The iron ore price continued its decline overnight with the steel-making ingredient falling to its lowest level in more than five years. According to data from the Metal Bulletin Ltd, the commodity lost US$1.02 to be sitting at just US$66.79 a tonne – a price not seen since June 2009.
The latest decline came amid further speculation that Chinese demand would continue to fall over the next month in the lead up to China's Lunar New Year break. Further, the Chinese government also recently announced that its economy had expanded at 7.4% last year, which is its slowest rate of growth recorded in 24 years.
At the same time as Chinese demand is slowing, the world's largest producers continue to ramp up their production levels which is putting enormous pressure on the commodity's price. On Wednesday, BHP Billiton Limited (ASX: BHP) confirmed that it was on target to produce 225 million tonnes in the 2015 financial year (FY15), while Rio Tinto Limited (ASX: RIO) plans to dig up 330 million tonnes of the commodity in 2015.

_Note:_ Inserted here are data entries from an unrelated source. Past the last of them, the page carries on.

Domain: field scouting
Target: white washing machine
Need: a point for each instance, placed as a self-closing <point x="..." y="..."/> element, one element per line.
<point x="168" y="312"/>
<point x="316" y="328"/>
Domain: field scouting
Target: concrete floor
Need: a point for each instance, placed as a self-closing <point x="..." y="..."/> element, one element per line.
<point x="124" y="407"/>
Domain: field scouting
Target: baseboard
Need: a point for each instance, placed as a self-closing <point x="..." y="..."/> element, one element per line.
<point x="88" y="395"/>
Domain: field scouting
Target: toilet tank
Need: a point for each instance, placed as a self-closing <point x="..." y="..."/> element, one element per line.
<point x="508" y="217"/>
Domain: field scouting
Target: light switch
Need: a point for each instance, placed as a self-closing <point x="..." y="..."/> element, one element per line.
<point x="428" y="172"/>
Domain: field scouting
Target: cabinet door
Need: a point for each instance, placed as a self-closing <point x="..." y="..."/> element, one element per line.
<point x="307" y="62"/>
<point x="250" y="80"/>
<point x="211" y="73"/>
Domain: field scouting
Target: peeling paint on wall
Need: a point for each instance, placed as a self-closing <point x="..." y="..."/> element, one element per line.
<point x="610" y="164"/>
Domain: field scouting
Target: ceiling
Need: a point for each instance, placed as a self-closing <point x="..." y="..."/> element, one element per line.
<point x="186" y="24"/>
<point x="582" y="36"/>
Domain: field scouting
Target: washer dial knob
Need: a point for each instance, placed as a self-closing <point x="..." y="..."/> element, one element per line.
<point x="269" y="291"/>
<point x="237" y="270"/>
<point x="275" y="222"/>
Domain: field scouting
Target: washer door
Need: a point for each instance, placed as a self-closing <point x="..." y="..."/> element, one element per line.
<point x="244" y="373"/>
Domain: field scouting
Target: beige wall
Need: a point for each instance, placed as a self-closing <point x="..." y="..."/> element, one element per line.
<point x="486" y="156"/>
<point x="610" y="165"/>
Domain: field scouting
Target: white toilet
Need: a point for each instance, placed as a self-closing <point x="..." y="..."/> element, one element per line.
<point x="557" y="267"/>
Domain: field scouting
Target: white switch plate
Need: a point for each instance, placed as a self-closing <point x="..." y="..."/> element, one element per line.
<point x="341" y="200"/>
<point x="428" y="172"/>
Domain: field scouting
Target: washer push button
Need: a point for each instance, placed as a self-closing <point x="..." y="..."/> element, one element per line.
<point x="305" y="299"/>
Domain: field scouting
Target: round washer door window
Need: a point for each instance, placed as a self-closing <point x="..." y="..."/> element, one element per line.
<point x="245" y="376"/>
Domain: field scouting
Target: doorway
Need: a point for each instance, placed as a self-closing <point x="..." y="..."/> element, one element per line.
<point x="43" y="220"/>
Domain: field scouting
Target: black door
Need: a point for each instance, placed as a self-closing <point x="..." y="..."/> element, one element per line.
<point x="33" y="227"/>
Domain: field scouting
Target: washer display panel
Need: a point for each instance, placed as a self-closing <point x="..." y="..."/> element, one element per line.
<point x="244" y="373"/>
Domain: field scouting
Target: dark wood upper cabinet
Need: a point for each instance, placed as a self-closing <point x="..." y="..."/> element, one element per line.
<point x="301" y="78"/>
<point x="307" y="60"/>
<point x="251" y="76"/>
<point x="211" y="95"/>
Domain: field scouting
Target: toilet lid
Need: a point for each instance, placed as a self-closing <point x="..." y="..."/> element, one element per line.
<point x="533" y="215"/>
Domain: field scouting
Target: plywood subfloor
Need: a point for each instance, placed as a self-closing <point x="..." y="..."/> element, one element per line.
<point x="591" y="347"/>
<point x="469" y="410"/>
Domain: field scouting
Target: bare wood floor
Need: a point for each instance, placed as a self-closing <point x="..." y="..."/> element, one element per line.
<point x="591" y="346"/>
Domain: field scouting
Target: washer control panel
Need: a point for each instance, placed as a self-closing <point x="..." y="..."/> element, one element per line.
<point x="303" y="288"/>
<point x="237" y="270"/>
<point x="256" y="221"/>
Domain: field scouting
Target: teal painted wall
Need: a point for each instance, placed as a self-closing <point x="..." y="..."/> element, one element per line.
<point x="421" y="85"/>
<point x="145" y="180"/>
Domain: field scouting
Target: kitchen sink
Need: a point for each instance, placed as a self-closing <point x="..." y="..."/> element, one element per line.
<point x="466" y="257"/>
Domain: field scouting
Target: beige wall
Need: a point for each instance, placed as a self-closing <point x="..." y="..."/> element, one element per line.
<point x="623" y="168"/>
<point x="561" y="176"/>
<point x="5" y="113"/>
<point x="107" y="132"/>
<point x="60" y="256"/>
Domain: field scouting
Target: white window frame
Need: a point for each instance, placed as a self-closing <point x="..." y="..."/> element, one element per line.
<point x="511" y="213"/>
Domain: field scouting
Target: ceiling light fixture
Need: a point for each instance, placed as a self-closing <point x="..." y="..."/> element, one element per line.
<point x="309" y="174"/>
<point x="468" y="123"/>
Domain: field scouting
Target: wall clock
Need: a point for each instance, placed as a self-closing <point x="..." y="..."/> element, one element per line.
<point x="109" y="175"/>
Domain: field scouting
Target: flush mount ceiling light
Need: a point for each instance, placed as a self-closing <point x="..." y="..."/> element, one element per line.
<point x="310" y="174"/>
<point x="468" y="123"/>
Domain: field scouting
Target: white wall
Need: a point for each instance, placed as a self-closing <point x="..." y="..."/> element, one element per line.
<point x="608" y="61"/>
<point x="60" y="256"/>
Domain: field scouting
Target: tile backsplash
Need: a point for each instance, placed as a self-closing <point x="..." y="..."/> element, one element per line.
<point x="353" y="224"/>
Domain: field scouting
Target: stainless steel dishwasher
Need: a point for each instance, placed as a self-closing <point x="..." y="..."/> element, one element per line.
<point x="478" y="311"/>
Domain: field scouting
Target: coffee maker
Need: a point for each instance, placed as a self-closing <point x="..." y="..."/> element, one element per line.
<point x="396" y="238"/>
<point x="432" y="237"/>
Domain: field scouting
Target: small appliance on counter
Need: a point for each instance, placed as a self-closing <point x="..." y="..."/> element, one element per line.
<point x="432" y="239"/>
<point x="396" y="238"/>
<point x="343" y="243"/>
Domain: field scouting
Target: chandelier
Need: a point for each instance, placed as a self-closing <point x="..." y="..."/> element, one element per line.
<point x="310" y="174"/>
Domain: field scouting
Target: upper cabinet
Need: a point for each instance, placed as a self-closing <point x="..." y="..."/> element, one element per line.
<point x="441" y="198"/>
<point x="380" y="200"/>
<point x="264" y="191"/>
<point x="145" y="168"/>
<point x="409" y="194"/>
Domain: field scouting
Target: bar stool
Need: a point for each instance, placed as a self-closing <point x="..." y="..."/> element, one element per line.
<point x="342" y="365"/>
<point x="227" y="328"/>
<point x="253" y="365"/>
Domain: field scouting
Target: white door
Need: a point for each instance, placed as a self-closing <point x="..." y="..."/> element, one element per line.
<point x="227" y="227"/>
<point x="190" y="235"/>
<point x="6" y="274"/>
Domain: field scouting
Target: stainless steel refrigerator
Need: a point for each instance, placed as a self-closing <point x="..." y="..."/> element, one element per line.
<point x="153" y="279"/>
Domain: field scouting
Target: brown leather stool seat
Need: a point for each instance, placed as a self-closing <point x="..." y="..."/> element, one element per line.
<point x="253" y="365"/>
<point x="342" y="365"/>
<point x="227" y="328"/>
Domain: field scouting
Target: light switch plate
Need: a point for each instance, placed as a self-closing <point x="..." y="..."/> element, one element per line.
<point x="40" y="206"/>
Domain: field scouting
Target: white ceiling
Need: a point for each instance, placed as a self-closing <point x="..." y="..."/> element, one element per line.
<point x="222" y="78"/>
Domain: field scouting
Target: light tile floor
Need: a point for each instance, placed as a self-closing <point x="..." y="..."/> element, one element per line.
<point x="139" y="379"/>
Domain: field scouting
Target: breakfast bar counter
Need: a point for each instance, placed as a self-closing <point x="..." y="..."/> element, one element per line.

Indeed, the miners are certainly feeling the pain of the commodities glut. While BHP Billiton's and Rio Tinto's cash flows are being squeezed, junior miner Arrium Ltd (ASX: ARI) has been forced to close one of its two iron ore mining precincts in South Australia, whilst also reducing its capital expenditure by 30%. The miner's shares have dropped nearly 6% for the day as a result, while they're down 87% since peaking in February last year.
Although there were signs of the price stabilising earlier in the year, iron ore is likely to continue dropping over the course of 2015 as the basic supply-and-demand dynamics continue to play out. Some analysts expect it will drop below US$60 a tonne which could prove catastrophic for some of Australia's higher cost miners.